Tool calling support depends on LM Studio's version and the loaded model's chat template.
---
## Custom Ollama Modelfile
For fine-tuned weights, custom quantizations, or non-standard chat templates, you can create a custom Ollama Modelfile and register it as a local model.
### Create a Modelfile
```dockerfile
FROM /path/to/your-gemma4-e2b-finetune.gguf
TEMPLATE """{{ if .System }}<start_of_turn>system
{{ .System }}<end_of_turn>
{{ end }}{{ range .Messages }}{{ if eq .Role "user" }}<start_of_turn>user
{{ .Content }}<end_of_turn>
{{ else if eq .Role "assistant" }}<start_of_turn>model
{{ .Content }}<end_of_turn>
{{ end }}{{ end }}<start_of_turn>model
"""
PARAMETER stop "<end_of_turn>"
PARAMETER num_ctx 8192
PARAMETER temperature 0.7
```
### Register and run
```bash
ollama create my-gemma4-finetune -f Modelfile
ollama run my-gemma4-finetune "Hello"
```
### Usage with Swink Agent
Use `OllamaStreamFn` with the custom model name:
```rust
use swink_agent_adapters::OllamaStreamFn;
let stream_fn = OllamaStreamFn::new("http://localhost:11434");
// Set model_id to "my-gemma4-finetune" in your ModelSpec
```
This approach is useful when you need to:
- Run a fine-tuned checkpoint not available in the Ollama library
- Override the default chat template or system prompt
- Set specific parameter defaults (temperature, top_k, num_ctx)
---
## Direct llama.cpp Path
The `swink-agent-local-llm` crate provides direct in-process inference via llama.cpp (Rust bindings: `llama-cpp-2`).

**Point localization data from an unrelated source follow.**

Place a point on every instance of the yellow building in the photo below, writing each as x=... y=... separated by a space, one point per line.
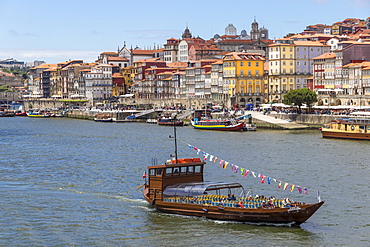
x=281 y=68
x=243 y=72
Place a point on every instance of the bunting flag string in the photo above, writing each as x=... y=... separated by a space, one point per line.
x=245 y=172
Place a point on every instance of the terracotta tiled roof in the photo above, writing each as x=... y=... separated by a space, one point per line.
x=117 y=59
x=142 y=52
x=109 y=53
x=178 y=65
x=308 y=43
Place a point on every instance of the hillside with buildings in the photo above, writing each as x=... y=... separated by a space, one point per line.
x=229 y=69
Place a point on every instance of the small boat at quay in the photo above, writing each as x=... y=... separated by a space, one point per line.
x=347 y=128
x=168 y=121
x=218 y=124
x=103 y=118
x=39 y=114
x=178 y=187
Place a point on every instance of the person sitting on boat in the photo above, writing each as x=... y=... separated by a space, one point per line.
x=232 y=197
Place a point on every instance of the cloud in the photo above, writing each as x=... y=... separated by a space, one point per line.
x=321 y=2
x=50 y=56
x=361 y=3
x=13 y=33
x=154 y=33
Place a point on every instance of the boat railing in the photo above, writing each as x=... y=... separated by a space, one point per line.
x=217 y=200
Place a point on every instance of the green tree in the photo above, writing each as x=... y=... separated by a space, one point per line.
x=299 y=97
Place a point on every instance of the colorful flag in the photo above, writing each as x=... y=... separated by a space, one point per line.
x=285 y=185
x=236 y=168
x=221 y=161
x=262 y=178
x=246 y=173
x=299 y=190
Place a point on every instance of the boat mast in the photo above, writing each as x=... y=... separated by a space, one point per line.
x=174 y=130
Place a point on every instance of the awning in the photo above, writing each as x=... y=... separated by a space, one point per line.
x=127 y=95
x=196 y=189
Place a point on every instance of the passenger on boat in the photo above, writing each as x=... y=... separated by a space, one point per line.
x=232 y=197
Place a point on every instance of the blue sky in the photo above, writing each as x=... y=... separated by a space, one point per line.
x=56 y=31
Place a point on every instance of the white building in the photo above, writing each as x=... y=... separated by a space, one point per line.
x=99 y=83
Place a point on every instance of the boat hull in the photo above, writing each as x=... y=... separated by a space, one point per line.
x=296 y=215
x=170 y=123
x=330 y=133
x=235 y=127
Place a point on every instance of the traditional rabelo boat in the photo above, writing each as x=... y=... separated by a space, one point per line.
x=218 y=124
x=39 y=114
x=103 y=118
x=178 y=187
x=168 y=121
x=347 y=128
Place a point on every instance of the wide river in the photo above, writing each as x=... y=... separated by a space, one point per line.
x=67 y=182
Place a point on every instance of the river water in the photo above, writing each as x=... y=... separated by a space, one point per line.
x=66 y=182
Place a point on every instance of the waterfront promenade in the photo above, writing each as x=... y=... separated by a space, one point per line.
x=272 y=120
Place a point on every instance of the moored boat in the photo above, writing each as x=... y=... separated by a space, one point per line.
x=178 y=187
x=7 y=114
x=347 y=128
x=103 y=118
x=168 y=121
x=152 y=120
x=39 y=114
x=21 y=114
x=218 y=124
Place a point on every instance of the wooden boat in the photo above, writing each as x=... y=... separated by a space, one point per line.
x=178 y=187
x=39 y=114
x=250 y=127
x=152 y=120
x=21 y=114
x=103 y=118
x=168 y=121
x=218 y=124
x=7 y=114
x=347 y=128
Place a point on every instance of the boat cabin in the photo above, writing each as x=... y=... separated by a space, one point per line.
x=173 y=172
x=351 y=124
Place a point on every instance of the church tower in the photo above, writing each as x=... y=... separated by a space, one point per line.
x=186 y=34
x=255 y=33
x=230 y=30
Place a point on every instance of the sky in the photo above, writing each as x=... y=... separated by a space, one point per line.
x=57 y=31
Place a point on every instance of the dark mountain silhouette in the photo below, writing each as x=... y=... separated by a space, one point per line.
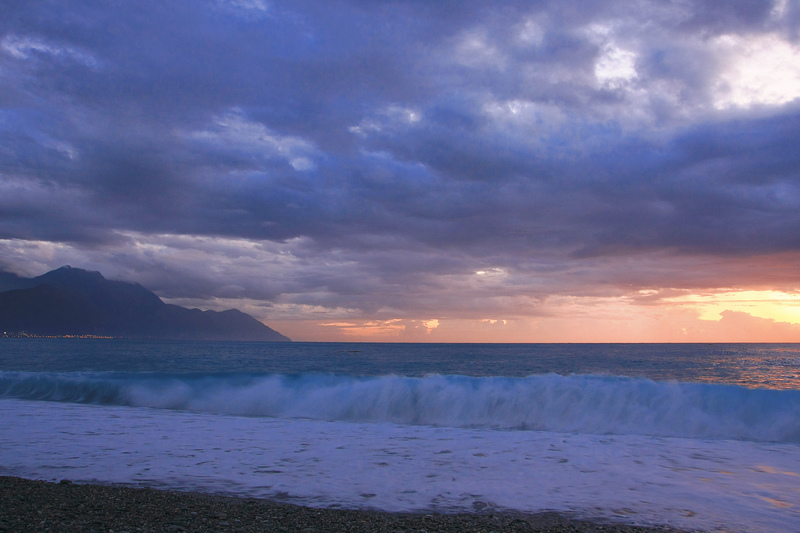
x=72 y=301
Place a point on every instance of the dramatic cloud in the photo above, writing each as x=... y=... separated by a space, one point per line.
x=408 y=170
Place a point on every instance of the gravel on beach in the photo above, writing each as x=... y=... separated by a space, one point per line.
x=27 y=505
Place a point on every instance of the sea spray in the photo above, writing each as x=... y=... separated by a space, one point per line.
x=549 y=402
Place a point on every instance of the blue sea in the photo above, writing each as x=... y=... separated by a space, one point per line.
x=698 y=436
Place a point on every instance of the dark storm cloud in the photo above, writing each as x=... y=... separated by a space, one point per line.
x=390 y=145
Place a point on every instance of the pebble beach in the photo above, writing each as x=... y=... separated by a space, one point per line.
x=39 y=506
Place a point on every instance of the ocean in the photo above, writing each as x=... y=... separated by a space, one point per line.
x=696 y=436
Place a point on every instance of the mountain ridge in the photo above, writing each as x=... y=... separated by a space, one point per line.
x=73 y=301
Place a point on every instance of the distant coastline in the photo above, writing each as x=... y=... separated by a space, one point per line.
x=72 y=302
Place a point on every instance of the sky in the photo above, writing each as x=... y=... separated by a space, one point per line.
x=473 y=171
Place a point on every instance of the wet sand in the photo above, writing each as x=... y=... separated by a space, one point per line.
x=27 y=505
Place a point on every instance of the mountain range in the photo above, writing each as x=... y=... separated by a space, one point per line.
x=73 y=301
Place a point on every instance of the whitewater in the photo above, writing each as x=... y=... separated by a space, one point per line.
x=702 y=454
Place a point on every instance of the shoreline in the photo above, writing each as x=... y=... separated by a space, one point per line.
x=37 y=506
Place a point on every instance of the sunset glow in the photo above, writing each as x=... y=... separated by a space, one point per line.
x=580 y=172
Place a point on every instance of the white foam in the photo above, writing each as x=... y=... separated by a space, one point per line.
x=576 y=404
x=688 y=483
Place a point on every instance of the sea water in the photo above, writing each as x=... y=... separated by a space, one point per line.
x=693 y=436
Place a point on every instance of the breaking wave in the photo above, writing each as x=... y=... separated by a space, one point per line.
x=574 y=404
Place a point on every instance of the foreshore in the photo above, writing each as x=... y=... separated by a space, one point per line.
x=27 y=505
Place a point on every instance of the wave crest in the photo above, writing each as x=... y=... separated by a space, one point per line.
x=575 y=404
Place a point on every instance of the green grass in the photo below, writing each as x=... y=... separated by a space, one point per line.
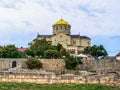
x=32 y=86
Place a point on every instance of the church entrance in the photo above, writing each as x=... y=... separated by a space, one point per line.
x=13 y=64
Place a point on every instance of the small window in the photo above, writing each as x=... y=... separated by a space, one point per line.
x=74 y=42
x=13 y=64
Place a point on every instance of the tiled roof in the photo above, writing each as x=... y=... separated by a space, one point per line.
x=21 y=49
x=44 y=36
x=118 y=54
x=73 y=36
x=78 y=36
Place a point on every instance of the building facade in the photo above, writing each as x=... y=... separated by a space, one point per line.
x=74 y=44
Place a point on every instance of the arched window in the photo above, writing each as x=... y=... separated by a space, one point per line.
x=13 y=64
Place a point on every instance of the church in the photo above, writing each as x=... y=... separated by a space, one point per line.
x=74 y=44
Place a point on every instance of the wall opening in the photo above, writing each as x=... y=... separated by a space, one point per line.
x=13 y=64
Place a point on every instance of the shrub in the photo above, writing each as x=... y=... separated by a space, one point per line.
x=33 y=63
x=51 y=54
x=71 y=62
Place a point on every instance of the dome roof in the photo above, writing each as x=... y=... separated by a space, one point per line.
x=61 y=21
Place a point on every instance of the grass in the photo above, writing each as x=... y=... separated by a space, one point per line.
x=32 y=86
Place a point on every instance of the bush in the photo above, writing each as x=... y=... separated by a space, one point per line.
x=51 y=54
x=71 y=62
x=33 y=63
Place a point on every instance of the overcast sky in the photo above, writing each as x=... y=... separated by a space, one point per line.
x=21 y=20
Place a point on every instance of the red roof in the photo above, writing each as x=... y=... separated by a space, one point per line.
x=21 y=49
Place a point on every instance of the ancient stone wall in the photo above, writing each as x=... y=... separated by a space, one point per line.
x=59 y=79
x=56 y=65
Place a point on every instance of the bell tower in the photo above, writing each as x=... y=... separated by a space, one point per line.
x=61 y=26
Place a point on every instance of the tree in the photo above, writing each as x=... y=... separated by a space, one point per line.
x=96 y=51
x=33 y=63
x=71 y=62
x=51 y=54
x=1 y=52
x=10 y=51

This eliminates the need for an external server process. All models use GGUF format.
### When to use this
- You want a single self-contained binary with no external server dependency
- You need programmatic control over model loading, progress callbacks, and state transitions
- You are building an embedded or offline application
### Available backends
Enable GPU acceleration via Cargo feature flags on `swink-agent-local-llm`:
| _(none)_ | CPU-only | All |
| `metal` | Apple Metal | macOS (Apple Silicon) |
| `cuda` | NVIDIA CUDA | Linux, Windows |
| `vulkan` | Vulkan | Linux, Windows |
Gemma 4 E2B works on CPU (unlike the previous mistralrs-based implementation), but GPU acceleration is strongly recommended for usable performance:
```toml
[dependencies]
swink-agent-local-llm = { path = "../local-llm", features = ["gemma4", "metal"] }
```
### Usage
```rust
use swink_agent_local_llm::{LocalModel, LocalStreamFn, ModelPreset};
// Create a model from a preset (downloads ~5 GB on first run)
let model = LocalModel::from_preset(ModelPreset::Gemma4E2B);
// Optional: track download and loading progress
let model = model.with_progress(|event| {
println!("{event:?}");
})?;
// Ensure the model is downloaded and loaded
model.ensure_ready().await?;
// Create a StreamFn for use with the agent loop
let stream_fn = LocalStreamFn::new(model);
```
Models are cached in `~/.cache/huggingface/hub/` and reused across runs. The `ModelState` lifecycle is: `Unloaded -> Downloading -> Loading -> Ready` (or `Failed`).
### Available presets
| `SmolLM3_3B` | SmolLM3-3B (GGUF) | ~1.9 GB | 8K | _(none)_ |
| `Gemma4E2B` | Gemma 4 E2B | ~5 GB | 128K | `gemma4` |
| `Gemma4E4B` | Gemma 4 E4B | ~5.5 GB | 128K | `gemma4` |
| `Gemma4_26B` | Gemma 4 26B MoE | ~16 GB | 256K | `gemma4` |
| `Gemma4_31B` | Gemma 4 31B Dense | ~20 GB | 256K | `gemma4` |
### Build notes
On macOS with Metal, you may need Apple's Metal Toolchain installed:
```bash
xcodebuild -downloadComponent MetalToolchain
```
On Windows with CUDA, you must have the MSVC C++ compiler (`cl.exe`) in `PATH`. Build from a Visual Studio 2022 Developer Command Prompt.